Soldiers in the jungles of Vietnam were falling by the thousands. Children in Asia, Africa, and South America shivered and burned with fever. The best drugs humanity had were starting to fail as the parasite evolved new defenses. In some regions, half the children in a village could be sick at once.
The Chinese government launched a secret project: find a new cure. Hundreds of scientists joined. Among them was a quiet woman named Tu Youyou, a pharmaceutical chemist trained in both modern medicine and traditional Chinese herbal lore.
She was given an impossible assignment: in the middle of political upheaval, with limited equipment, find something—anything—that could stop malaria.
Tu did something most of her colleagues didn’t: she went backward in time.
She buried herself in ancient medical texts, flipping through brittle pages written during the Zhou, Han, and Qing dynasties. Doctors who’d lived more than a thousand years before her had written about “intermittent fevers” that sounded suspiciously like malaria. Again and again, one plant appeared: qinghao—Artemisia annua, sweet wormwood.
Other teams had tried boiling this plant into a tea. It didn’t work well.
Tu noticed a tiny line in a 4th-century text: “Soak the qinghao in cold water, wring out the juice, drink it all.” No boiling. No high heat.
She had a thought that would change medical history: What if heat was destroying the active ingredient?
In a small, under-equipped lab, she tried a different method—extracting the plant’s essence at low temperature with ether. The results were stunning. In mice infected with malaria, the parasite counts collapsed. In monkeys, the same.
Then came the hardest part.
Tu volunteered to be the first human subject. There were no guarantees. But she drank the extract herself to prove it was safe, then moved on to patients. The fevers broke. Lives were saved. She and her team isolated the active compound, named it qinghaosu—artemisinin—and quietly published the work.
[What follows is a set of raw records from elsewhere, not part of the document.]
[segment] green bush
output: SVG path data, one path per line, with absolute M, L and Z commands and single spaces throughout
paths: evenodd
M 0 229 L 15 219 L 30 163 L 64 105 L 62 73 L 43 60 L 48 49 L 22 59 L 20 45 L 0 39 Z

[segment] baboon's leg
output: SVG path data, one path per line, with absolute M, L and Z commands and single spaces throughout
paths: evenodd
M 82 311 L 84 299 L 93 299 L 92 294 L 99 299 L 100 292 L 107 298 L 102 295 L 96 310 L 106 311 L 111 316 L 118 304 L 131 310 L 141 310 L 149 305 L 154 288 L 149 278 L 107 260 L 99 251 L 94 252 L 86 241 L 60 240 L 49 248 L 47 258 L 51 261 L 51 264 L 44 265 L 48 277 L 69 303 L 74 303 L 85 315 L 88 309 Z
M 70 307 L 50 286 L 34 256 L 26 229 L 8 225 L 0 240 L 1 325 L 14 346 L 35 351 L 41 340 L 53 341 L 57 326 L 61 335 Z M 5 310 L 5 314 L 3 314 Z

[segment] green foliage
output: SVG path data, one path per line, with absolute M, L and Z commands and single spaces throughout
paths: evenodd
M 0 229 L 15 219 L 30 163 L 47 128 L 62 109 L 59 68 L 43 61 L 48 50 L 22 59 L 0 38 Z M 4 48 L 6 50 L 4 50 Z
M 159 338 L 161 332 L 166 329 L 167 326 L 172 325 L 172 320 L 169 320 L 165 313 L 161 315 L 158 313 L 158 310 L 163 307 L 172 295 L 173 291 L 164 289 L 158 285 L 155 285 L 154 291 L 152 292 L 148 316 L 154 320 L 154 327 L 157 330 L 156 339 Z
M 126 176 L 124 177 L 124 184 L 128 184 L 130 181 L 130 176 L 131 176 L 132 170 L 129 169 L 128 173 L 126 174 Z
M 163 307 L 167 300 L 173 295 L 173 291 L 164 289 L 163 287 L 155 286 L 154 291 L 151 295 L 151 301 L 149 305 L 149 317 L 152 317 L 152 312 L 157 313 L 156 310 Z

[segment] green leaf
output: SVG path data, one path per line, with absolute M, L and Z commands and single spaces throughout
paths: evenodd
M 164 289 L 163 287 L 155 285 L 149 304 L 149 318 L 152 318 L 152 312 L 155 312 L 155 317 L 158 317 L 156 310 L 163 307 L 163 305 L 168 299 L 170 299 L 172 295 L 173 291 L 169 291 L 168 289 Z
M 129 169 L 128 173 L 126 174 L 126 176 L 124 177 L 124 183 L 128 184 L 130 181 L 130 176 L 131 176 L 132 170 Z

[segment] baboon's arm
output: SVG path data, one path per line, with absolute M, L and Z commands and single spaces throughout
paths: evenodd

It took decades for the world to fully recognize what she'd done.
Today, artemisinin-based therapies are the frontline treatment for malaria worldwide, credited with saving millions of lives, especially in the Global South.
In 2015, Tu Youyou received the Nobel Prize in Physiology or Medicine—the first Chinese woman to win a Nobel in science. The world finally caught up to what a woman, hunched over ancient texts and dusty lab benches, had already proven:
Sometimes, to save the future, you have to listen carefully to the past.